Today we don't anoint them with oil. There are two verbs expressing the concept of anointing. The first is ALEITHO [a)leiqw], and the second is CHRIO [xriw], the root word from which we get the noun the anointed one, xristoj. It is this word that is used of spiritually significant anointing. The word ALEITHO has to do with the every day function of rubbing oil on your skin. In that climate it was the normal operating procedure of every person to put oil on their face. That is what is happening here. It is the concept of anointing themselves with oil, part of their daily toiletry. What has happened here is that as a result of discouragement and depression and fragmentation of the soul this person has reached the point where they don't just care enough about their daily activities. The point here is that this has a cultural interpretation. We have to interpret the passage in light of the times in which it was written.

James 5:16 NASB "Therefore, confess your sins to one another, and pray for one another so that you may be healed. The effective prayer of a righteous man can accomplish much." The word "confess" here is the same as in 1 John 1:9, HOMOLOGEO [o)mologew], which means to admit of acknowledge your sins. This is not talking about confession for fellowship with God, it is talking about the times when we offend and hurt one another and it is the right thing to do to apologize. It is just good manners and courtesy. Then we are to pray for one another. Then we are given the closing principle that the effective prayer of a righteous man can accomplish much. The emphasis here is being in fellowship.

In vv. 17, 18 we have an illustration of this principle, specifically from 1 Kings 17:1. James 5:17 NASB "Elijah was a man with a nature like ours, and he prayed earnestly that it would not rain, and it did not rain on the earth for three years and six months. [18]  Then he prayed again, and the sky poured rain and the earth produced its fruit." The emphasis is that Elijah prayed and God answered his prayer, and just as Elijah prayed  we can pray in times of adversity and God will answer our prayers. Elijah was facing a time of adversity and testing in Israel. The interesting thing is that if the subject of vv. 13-16 is talking about physical healing, then why is it that James went to the first half of 1 Kings for his illustration and not the second half where he was staying with the widow of Zarephath who had a young son who died. Elijah was told to lie down over that son and God restored him to life. So if the subject was healing why doesn't James go to 1 Kings 17:18ff? Because it is not talking about physical healing. He is talking about physical endurance in times of crisis.

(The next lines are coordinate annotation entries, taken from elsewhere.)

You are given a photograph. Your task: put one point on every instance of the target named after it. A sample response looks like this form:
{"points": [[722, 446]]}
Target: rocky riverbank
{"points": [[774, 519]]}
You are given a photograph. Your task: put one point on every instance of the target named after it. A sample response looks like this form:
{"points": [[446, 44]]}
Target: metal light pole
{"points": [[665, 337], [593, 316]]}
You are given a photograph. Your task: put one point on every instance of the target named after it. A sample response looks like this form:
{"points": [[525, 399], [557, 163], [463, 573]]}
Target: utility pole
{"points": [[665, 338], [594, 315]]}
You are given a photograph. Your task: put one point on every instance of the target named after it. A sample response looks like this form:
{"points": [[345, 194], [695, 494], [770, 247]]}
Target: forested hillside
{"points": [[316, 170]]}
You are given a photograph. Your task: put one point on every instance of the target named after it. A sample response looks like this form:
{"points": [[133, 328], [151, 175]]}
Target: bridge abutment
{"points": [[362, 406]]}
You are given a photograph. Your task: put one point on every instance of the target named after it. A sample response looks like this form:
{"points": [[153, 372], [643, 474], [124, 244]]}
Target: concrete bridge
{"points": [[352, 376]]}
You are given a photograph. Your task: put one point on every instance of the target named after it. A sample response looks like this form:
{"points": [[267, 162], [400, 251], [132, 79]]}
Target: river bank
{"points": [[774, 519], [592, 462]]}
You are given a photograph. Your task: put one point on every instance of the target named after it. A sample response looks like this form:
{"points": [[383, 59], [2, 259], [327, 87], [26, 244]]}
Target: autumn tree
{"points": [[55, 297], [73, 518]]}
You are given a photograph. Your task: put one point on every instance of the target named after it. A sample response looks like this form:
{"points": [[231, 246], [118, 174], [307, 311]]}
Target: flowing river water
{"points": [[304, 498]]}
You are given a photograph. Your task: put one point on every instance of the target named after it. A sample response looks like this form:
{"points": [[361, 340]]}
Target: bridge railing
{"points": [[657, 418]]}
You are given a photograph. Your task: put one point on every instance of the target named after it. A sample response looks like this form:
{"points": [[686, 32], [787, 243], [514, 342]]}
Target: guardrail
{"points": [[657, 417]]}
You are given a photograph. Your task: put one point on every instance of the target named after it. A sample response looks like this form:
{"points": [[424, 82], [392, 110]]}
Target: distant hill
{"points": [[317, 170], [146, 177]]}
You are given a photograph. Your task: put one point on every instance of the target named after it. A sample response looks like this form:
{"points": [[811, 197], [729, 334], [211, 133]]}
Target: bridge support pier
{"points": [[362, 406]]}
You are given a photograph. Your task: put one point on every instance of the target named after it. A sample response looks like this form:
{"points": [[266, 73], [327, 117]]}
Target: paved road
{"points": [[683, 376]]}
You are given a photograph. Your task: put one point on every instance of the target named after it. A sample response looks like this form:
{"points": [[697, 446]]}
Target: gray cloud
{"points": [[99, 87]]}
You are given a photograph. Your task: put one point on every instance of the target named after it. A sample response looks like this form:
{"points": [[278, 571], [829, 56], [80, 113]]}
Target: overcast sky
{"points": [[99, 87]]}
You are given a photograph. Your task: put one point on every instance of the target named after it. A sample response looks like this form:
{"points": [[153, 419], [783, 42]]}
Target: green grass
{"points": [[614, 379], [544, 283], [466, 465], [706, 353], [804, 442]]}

James 5:19 NASB" My brethren, if any among you strays from the truth [departs doctrine, quits using the stress-busters] and one turns him back, [20] let him know that he who turns a sinner from the error of his way will save his soul from death and will cover a multitude of sins." This doesn't justify poking our noses into another's business. But there are times when we are going to encourage one another by pointing back in the right direction. Saving the soul here is not talking about salvation, it is another example of how SOZO is used in this passage for discovering everything that God has for our lives in phase two, growing to spiritual maturity. Death here refers to temporal death, carnality, the sin unto death. Recovery will avoid a multitude of sins because now they are back in fellowship, are handling adversity through the application of doctrine, and they are going forward in the spiritual life.